Plongez dans les archives des plus grands noms de la photographie de mode de 1918 à nos jours : Cecil Beaton, Irving Penn, Bruce Weber, Helmut Newton, Peter Lindberg, Paolo Roversi…! La liste est longue, environ quatre-vingts photographes, mais nous enchante. Une merveilleuse opportunité pour réviser ses classiques et (re)découvrir près de cent-cinquante tirages, sorte de compilation du meilleur de Vogue, Vanity Fair, Glamour et W entre autres.

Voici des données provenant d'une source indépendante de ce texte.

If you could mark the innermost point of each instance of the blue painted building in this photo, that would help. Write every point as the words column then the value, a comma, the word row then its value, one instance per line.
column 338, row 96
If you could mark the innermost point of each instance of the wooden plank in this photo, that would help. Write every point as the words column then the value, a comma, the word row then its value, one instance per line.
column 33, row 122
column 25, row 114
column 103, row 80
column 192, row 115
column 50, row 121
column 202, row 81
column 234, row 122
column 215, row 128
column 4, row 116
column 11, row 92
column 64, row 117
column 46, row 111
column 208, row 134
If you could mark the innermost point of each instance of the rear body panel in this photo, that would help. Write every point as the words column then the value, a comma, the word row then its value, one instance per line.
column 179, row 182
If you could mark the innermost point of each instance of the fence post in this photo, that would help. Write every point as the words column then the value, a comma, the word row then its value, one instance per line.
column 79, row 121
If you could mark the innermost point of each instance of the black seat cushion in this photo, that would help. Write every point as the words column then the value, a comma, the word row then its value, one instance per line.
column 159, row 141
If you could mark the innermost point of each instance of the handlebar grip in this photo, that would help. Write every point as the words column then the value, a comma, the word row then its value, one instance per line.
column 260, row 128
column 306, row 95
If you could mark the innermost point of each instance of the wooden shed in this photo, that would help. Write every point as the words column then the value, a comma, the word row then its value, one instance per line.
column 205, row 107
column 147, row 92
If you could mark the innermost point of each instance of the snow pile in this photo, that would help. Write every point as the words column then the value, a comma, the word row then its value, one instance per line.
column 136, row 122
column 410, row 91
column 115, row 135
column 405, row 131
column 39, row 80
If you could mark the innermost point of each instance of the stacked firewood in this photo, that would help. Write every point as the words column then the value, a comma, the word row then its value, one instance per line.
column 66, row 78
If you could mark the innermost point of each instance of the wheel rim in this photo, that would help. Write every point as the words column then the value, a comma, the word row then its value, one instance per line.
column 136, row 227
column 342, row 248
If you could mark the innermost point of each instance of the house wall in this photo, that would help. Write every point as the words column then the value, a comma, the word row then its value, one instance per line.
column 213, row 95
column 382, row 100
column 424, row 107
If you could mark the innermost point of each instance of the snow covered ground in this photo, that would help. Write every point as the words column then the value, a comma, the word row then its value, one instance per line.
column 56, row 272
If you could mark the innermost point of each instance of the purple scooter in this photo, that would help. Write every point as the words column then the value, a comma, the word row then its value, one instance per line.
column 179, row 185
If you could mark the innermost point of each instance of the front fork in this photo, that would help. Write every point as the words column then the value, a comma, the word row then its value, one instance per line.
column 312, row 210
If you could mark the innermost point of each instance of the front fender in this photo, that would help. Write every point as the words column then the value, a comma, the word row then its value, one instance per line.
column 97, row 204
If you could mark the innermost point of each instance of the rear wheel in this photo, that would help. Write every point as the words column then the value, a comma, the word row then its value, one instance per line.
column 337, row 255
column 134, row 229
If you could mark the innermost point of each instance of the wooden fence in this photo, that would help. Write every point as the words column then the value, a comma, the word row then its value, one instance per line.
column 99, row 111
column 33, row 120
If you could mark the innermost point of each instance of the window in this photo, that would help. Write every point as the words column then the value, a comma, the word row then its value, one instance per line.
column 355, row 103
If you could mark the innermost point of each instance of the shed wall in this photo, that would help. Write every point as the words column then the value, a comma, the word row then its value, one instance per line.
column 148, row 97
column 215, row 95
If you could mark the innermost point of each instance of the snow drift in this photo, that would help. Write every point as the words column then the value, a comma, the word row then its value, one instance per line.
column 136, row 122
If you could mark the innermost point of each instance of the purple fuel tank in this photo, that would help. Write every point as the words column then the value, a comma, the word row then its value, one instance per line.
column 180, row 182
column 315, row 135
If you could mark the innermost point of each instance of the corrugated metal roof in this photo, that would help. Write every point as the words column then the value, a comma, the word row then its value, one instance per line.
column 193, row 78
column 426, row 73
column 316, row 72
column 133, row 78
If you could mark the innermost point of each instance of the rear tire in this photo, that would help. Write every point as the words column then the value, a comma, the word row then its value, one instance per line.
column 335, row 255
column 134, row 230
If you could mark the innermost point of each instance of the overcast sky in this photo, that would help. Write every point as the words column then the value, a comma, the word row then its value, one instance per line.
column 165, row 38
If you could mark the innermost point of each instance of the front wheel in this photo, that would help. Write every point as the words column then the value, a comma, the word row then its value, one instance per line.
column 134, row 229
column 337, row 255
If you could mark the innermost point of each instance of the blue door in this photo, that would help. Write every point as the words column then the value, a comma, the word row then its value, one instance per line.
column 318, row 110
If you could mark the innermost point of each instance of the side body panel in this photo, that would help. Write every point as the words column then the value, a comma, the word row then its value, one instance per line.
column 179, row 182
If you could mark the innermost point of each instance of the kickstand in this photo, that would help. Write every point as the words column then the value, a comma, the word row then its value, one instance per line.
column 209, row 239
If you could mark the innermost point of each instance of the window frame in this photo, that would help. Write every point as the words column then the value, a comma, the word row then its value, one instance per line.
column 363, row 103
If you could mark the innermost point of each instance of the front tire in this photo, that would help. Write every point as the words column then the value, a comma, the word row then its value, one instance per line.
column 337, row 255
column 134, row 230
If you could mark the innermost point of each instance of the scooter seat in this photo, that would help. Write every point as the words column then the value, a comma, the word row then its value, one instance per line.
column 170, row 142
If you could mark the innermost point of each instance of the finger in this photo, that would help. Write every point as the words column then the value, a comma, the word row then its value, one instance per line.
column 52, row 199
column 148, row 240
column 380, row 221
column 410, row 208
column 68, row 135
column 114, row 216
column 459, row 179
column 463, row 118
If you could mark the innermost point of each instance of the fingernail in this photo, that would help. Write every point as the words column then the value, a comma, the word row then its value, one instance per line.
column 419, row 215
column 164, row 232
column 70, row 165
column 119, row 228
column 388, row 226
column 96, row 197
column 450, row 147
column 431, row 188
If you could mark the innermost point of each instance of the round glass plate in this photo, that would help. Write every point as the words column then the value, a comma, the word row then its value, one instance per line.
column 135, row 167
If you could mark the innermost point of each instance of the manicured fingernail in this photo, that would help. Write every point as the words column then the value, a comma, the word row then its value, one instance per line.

Cette exposition thématique fait entrer en résonance le travail des photographes qui ont contribué à forger l’identité visuelle de ce magma de la presse avec en prime quelques créations de couturiers, magazines consultables sur écran et documentaires.

Alber Watson Vogue US 1977

 

« Henri Cartier-Bresson »Centre Pompidoujusqu’au 9 juin 2014 

HCB

« Photographier c’est mettre sur la même ligne de mire la tête, l’oeil et le coeur. »

Riche de plus de cinq cents œuvres multi-supports (photographies, films, dessins, peintures…), cette exposition événement retrace les travaux du photographe, de ses débuts surréalistes à son épopée chez Magnum, tout en montrant des œuvres plus inédites et méconnues. Dix ans après sa disparation, cette rétrospective a en effet pour vocation de renouveler l’héritage multiple de Henri Cartier-Bresson, génie en matière de captation de l’instant et profond témoin des grands tournants du XXème siècle.